El Catecismo de la Iglesia Católica habla de la libertad moral que Dios ha dado al hombre para elegir. “A la libertad nos ha llamado Dios” (Gal 5,13) y “la verdad os hará libres” (Jn 8.15) son las expresiones evangélicas que iluminan esta reflexión. Ya las páginas del Antiguo Testamento recuerdan cómo Dios hizo al hombre a su imagen y semejanza, por lo tanto capaz de usar la libertad que Él mismo respeta. “Quiso Dios dejar al hombre en manos de su propia decisión” (Si 15,14); “de modo que busque a su Creador sin coacciones y, adhiriéndose a Él llegue libremente a la plena y feliz perfección” (GS 17). Dios no fuerza la naturaleza humana. Dice San Agustín: “El que te creó sin ti no te salvará sin ti”.

La libertad es una de las cualidades más deseadas por todo el mundo porque está en lo más profundo de la naturaleza humana. Es un poder que, siguiendo la razón y la voluntad, le hace posible elegir qué acciones quiere realizar y cómo. No hablamos de la libertad en relación con la esclavitud, ni con la función social que cumple para conseguirla en la historia de los pueblos. Los cristianos viviendo en plenitud nuestra condición de personas libres queremos que todos los sean. Aquí hablamos de libertad moral personal para hacer el bien o el mal.

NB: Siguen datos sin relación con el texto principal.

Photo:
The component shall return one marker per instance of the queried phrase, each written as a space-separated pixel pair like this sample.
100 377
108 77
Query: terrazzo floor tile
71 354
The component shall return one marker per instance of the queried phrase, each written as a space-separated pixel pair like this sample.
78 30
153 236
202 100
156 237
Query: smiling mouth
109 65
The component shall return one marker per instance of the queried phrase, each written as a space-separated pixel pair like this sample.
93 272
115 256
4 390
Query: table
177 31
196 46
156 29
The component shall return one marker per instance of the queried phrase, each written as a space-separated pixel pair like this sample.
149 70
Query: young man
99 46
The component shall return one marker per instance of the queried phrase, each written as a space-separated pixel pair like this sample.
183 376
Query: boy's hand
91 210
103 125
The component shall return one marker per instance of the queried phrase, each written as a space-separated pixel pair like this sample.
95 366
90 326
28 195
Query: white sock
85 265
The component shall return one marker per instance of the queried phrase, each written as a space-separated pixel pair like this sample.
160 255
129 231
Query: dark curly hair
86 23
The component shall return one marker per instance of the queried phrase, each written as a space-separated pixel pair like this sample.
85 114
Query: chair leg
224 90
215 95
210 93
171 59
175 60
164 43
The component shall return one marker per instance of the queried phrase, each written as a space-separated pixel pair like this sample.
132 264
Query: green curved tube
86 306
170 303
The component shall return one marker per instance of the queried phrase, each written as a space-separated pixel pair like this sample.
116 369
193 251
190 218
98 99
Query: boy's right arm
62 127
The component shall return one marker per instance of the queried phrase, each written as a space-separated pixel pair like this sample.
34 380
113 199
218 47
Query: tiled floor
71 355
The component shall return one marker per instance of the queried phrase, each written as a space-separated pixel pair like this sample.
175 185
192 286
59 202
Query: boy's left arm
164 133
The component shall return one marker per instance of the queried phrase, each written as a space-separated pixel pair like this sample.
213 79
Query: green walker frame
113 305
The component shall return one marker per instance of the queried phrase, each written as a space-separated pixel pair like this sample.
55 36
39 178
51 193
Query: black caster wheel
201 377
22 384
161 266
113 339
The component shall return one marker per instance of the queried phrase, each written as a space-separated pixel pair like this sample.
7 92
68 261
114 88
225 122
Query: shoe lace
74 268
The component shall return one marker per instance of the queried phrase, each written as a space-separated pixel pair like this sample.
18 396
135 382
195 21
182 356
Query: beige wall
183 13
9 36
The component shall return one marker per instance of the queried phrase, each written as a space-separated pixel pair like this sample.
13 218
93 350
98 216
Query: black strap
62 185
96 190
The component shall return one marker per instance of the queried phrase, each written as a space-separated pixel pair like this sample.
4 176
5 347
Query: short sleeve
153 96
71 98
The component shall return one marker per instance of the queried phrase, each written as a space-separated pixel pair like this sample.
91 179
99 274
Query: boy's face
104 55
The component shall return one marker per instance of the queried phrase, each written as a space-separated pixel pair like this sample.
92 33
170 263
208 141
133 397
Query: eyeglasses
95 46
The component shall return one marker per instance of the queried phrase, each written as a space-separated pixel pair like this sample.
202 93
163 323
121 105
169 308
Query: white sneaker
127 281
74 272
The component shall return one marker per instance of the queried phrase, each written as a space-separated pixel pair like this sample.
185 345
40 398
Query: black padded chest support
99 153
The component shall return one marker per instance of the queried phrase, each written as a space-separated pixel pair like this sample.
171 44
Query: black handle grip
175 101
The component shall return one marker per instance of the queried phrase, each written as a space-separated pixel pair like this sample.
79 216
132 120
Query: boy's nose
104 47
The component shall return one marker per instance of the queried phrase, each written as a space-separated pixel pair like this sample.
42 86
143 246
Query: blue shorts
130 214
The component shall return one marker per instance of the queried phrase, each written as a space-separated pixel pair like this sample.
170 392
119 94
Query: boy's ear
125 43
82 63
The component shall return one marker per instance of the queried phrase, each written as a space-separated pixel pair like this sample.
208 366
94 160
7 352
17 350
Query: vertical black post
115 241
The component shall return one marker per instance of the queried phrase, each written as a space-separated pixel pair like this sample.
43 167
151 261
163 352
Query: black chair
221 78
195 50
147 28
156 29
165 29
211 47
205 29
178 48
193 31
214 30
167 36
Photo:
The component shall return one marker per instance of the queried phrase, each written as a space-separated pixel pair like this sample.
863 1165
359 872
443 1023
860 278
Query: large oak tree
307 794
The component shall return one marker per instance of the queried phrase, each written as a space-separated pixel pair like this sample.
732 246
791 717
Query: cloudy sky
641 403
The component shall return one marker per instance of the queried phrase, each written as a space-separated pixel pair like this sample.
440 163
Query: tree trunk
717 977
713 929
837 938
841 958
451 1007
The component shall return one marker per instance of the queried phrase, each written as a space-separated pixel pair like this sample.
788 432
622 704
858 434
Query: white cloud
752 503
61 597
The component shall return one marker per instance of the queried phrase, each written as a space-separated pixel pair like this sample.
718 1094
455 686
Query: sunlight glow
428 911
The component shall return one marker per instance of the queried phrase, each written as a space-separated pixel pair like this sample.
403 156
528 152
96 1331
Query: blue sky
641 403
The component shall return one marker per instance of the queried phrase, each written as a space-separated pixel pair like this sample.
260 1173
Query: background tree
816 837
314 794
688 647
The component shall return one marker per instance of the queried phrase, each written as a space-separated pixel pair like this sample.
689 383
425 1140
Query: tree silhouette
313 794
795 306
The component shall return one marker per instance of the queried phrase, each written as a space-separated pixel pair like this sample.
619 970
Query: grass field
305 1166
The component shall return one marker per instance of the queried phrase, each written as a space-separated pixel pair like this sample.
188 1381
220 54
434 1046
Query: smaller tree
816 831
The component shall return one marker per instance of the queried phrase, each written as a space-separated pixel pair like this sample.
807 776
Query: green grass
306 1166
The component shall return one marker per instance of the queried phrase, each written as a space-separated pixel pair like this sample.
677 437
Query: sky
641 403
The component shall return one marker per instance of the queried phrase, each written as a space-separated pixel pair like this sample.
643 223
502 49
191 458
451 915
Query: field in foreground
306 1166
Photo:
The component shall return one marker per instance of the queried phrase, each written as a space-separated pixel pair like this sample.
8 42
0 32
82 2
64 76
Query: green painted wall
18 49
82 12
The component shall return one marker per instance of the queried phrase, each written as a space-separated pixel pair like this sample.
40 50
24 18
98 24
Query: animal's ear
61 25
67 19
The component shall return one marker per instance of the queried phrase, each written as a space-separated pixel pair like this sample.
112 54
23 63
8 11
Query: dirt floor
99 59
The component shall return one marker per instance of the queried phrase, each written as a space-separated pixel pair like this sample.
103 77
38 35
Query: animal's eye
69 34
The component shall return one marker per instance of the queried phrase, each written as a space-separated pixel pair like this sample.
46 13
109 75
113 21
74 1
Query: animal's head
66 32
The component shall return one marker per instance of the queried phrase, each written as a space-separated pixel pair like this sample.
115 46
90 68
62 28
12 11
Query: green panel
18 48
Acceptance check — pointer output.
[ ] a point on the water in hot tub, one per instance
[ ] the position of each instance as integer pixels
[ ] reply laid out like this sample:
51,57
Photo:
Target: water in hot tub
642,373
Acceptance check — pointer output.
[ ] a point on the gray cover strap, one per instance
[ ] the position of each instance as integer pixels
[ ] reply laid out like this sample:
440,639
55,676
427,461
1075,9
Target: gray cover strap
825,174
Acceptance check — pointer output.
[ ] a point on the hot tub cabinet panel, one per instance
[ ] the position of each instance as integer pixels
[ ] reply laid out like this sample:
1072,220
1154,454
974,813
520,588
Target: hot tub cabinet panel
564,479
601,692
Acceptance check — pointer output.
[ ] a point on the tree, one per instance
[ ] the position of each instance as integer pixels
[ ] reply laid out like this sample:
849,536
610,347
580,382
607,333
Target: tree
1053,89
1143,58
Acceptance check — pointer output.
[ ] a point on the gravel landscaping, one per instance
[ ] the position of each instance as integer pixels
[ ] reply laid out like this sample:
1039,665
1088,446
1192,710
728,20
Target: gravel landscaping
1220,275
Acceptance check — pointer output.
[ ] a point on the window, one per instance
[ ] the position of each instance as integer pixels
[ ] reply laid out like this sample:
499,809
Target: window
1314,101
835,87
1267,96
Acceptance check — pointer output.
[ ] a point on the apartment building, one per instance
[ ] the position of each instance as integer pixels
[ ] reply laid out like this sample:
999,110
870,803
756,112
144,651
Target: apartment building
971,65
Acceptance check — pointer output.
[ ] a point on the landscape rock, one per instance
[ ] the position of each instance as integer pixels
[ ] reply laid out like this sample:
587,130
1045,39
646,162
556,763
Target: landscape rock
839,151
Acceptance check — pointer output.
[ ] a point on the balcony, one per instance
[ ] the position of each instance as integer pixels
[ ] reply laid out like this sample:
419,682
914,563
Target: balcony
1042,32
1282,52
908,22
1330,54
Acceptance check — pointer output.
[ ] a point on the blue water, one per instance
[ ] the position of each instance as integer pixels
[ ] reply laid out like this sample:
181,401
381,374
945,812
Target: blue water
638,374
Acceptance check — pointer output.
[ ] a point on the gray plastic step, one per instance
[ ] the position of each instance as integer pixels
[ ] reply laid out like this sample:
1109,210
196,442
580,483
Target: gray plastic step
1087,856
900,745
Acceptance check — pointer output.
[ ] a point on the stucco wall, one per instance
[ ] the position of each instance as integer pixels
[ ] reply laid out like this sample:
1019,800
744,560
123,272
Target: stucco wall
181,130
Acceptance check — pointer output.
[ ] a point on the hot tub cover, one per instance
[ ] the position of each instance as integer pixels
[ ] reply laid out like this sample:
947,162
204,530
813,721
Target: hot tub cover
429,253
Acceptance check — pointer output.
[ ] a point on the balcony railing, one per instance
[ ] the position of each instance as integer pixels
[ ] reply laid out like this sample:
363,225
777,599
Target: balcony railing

La libertad es un don, una gracia, un gran privilegio de Dios y también una tarea para no perderla y usarla bien. Así lo expresa el Concilio Vaticano II cuando habla de la dignidad de la conciencia moral y la grandeza de la libertad. “Posee un valor que nuestros contemporáneos ensalzan con entusiasmo” (GS 17). Cervantes dice que “es uno de los más preciosos dones que a los hombres dieron los dioses”. La libertad es una disposición moral de la persona. Implica poder elegir entre el bien y el mal.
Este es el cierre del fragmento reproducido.